Russia Criticizes War-Themed Norwegian TV Series 'Occupied'

Niklas R. Lello/Courtesy of Jo Nesbo
'Occupied' creator Jo Nesbo

Norway's most expensive TV series ever is to premiere next month.

Russia’s embassy in Norway has issued a concerned statement about the new Norwegian television series Okkupert (Occupied), which tells a fictitious story about Norway being occupied by Russia.

"Although the creators of the TV series were at pains to stress that the plot is fictitious and allegedly has nothing to do with reality, the film shows quite specific countries, and Russia, unfortunately, was given the role of an aggressor," reads the statement, quoted by the Russian news agency TASS.

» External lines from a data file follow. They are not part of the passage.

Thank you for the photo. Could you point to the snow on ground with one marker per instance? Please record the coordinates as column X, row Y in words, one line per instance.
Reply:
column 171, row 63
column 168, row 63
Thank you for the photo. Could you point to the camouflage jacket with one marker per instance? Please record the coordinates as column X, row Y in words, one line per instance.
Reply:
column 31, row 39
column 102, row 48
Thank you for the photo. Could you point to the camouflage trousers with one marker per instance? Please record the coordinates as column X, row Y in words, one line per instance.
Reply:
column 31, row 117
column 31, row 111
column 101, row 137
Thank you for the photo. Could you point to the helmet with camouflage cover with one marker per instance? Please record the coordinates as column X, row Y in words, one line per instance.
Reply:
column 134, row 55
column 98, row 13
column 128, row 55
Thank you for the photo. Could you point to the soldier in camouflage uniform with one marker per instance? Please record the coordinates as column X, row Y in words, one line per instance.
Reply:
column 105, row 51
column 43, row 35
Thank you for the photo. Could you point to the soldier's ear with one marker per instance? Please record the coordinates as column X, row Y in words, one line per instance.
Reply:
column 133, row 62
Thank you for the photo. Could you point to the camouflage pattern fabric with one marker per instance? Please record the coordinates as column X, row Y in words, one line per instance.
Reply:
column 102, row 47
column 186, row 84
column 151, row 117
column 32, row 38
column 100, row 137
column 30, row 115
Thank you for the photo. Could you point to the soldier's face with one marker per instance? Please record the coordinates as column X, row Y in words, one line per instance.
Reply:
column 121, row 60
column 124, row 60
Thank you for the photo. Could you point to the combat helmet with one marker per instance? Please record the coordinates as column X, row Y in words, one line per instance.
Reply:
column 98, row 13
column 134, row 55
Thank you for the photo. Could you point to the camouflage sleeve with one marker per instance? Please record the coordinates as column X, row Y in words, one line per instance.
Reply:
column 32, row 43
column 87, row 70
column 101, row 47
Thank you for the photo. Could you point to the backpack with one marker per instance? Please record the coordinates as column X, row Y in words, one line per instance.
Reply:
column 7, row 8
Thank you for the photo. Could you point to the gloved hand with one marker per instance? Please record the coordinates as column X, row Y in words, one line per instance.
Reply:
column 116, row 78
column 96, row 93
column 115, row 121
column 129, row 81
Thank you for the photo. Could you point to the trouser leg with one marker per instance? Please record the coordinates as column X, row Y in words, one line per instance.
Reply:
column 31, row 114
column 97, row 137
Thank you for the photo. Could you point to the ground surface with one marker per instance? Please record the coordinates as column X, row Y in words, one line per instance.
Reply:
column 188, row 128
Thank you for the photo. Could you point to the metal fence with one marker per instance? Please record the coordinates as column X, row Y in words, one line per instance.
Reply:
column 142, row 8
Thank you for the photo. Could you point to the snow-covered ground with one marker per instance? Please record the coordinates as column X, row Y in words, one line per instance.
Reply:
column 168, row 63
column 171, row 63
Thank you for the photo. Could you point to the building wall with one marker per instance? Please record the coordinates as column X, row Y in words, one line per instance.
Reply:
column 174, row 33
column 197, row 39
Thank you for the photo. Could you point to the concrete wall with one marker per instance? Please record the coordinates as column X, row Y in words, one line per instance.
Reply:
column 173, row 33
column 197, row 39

With a budget of 90 million kroner ($10.8 million), Occupied, created by renowned Norwegian crime author Jo Nesbø, is Norway's most expensive television series ever made.

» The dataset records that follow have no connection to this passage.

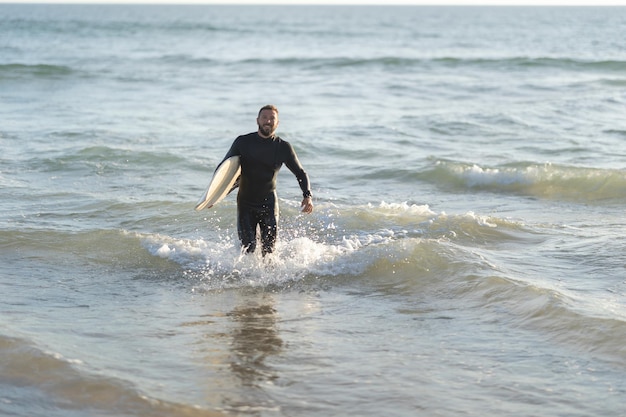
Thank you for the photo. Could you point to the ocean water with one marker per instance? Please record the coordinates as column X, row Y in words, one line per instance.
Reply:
column 466, row 255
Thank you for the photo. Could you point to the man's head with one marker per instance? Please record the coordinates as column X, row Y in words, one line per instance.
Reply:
column 267, row 120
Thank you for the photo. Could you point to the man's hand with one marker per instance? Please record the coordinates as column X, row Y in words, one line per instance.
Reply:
column 307, row 205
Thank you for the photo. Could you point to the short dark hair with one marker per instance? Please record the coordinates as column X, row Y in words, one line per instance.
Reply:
column 268, row 107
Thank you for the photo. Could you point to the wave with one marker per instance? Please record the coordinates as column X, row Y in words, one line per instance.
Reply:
column 392, row 249
column 65, row 385
column 35, row 71
column 548, row 181
column 401, row 62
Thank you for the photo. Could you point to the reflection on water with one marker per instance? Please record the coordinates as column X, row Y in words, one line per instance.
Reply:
column 254, row 339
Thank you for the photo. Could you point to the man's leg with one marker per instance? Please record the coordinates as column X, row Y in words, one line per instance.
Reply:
column 246, row 228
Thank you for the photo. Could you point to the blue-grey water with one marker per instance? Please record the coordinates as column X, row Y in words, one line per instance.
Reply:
column 466, row 256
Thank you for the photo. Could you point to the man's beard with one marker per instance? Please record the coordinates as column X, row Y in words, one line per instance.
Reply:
column 267, row 130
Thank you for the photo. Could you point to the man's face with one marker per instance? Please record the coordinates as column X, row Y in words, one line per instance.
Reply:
column 268, row 122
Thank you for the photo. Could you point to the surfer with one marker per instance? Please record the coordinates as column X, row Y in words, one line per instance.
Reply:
column 262, row 154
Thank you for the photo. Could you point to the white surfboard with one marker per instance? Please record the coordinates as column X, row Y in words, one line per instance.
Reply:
column 222, row 182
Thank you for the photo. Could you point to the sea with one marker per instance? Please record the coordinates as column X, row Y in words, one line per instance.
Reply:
column 467, row 251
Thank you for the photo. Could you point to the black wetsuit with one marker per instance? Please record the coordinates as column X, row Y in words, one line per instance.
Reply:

Set in the near future, the series tells a story about Russia occupying Norway on behalf of the European Union, due to the fact that the newly elected environmental friendly Norwegian government has stopped the all important oil- and gas-production in the North Sea.

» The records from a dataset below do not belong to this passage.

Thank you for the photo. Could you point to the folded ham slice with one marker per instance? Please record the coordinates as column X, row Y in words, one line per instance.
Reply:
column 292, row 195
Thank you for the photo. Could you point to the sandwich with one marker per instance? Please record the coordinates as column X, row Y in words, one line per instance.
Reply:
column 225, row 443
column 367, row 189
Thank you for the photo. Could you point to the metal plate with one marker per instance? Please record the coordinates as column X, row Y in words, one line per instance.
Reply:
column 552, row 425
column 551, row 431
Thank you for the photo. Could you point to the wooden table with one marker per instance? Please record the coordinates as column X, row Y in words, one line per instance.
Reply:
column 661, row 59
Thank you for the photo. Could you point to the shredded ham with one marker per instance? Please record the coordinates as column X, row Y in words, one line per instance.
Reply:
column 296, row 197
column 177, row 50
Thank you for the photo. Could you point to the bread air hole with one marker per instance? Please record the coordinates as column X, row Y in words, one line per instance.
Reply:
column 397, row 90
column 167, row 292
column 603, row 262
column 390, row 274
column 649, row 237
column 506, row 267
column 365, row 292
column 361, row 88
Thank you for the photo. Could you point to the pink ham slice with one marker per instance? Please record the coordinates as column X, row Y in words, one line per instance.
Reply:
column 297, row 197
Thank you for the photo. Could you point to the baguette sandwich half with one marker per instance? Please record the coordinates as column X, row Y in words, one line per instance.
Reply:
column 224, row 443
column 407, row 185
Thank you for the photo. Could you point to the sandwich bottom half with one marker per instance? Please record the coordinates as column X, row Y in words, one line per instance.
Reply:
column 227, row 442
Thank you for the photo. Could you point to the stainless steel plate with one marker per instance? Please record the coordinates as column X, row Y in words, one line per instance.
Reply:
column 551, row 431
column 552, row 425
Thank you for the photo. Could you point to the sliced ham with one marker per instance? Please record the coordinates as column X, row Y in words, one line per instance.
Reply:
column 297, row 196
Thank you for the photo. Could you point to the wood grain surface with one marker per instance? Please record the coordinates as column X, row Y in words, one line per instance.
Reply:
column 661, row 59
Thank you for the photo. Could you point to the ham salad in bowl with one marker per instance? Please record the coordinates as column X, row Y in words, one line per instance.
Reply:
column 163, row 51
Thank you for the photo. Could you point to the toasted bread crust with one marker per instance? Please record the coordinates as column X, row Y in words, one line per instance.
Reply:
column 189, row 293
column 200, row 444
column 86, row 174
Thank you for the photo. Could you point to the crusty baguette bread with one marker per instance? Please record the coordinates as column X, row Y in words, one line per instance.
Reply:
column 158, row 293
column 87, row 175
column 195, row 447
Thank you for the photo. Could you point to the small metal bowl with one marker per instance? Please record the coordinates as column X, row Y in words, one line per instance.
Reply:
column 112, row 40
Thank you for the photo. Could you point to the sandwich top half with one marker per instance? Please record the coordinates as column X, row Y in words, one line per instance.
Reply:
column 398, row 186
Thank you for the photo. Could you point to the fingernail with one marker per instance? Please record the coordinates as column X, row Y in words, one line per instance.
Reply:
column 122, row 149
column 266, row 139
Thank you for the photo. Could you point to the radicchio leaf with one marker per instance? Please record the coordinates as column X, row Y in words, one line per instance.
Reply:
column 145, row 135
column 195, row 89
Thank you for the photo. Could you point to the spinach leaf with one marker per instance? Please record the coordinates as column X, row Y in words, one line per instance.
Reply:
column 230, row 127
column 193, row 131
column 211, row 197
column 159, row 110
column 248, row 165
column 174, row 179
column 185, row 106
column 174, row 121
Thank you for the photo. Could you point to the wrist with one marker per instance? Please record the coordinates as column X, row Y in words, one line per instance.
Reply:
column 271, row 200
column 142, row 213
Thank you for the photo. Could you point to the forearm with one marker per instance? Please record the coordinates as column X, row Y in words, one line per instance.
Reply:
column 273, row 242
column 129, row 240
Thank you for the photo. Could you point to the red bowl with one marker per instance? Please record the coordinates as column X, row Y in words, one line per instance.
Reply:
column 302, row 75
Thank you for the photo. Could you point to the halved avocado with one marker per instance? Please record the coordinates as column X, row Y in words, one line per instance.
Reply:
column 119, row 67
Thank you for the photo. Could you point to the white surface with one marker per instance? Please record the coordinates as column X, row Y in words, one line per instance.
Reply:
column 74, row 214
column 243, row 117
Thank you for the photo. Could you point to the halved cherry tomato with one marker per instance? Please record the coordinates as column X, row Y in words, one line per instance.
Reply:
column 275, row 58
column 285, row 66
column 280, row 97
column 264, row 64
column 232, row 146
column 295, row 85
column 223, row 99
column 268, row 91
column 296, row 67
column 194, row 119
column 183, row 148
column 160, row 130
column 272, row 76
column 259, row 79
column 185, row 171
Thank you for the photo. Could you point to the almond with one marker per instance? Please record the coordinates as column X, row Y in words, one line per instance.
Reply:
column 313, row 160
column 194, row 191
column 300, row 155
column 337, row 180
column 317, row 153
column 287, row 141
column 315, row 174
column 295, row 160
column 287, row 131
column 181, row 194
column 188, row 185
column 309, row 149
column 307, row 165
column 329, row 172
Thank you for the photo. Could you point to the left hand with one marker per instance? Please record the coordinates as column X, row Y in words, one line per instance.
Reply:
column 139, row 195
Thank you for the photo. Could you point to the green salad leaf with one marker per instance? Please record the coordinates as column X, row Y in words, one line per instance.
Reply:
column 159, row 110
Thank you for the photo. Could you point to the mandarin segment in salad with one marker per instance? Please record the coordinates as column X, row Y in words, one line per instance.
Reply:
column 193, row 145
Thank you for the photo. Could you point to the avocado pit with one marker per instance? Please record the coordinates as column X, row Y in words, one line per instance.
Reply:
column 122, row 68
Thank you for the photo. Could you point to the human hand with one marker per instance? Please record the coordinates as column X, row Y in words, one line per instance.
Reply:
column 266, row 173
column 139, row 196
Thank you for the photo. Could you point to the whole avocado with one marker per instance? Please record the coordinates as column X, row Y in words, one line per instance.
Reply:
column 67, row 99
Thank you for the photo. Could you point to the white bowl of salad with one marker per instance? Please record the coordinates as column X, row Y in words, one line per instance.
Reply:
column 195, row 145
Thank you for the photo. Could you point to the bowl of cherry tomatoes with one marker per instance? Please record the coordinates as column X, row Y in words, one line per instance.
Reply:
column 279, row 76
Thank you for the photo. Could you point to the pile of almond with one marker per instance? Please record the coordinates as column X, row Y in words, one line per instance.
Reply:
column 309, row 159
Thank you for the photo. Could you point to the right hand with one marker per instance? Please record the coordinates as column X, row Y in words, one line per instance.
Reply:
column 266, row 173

"It is certainly regretful that in the year when the 70th anniversary of the victory in the second world war is celebrated, the series' creators decided to scare Norwegian viewers with a non-existing threat from the East in the worst Cold War traditions, as if they had forgotten about the Soviet Army's heroic contribution to liberation of Northern Norway from Nazi occupants," continues the statement.

The first episode of Occupied, is scheduled to be aired on Norway's TV2 on Sept. 27. The TV series was picked up by French-German network ARTE, according to the Nordic Film and TV Fund.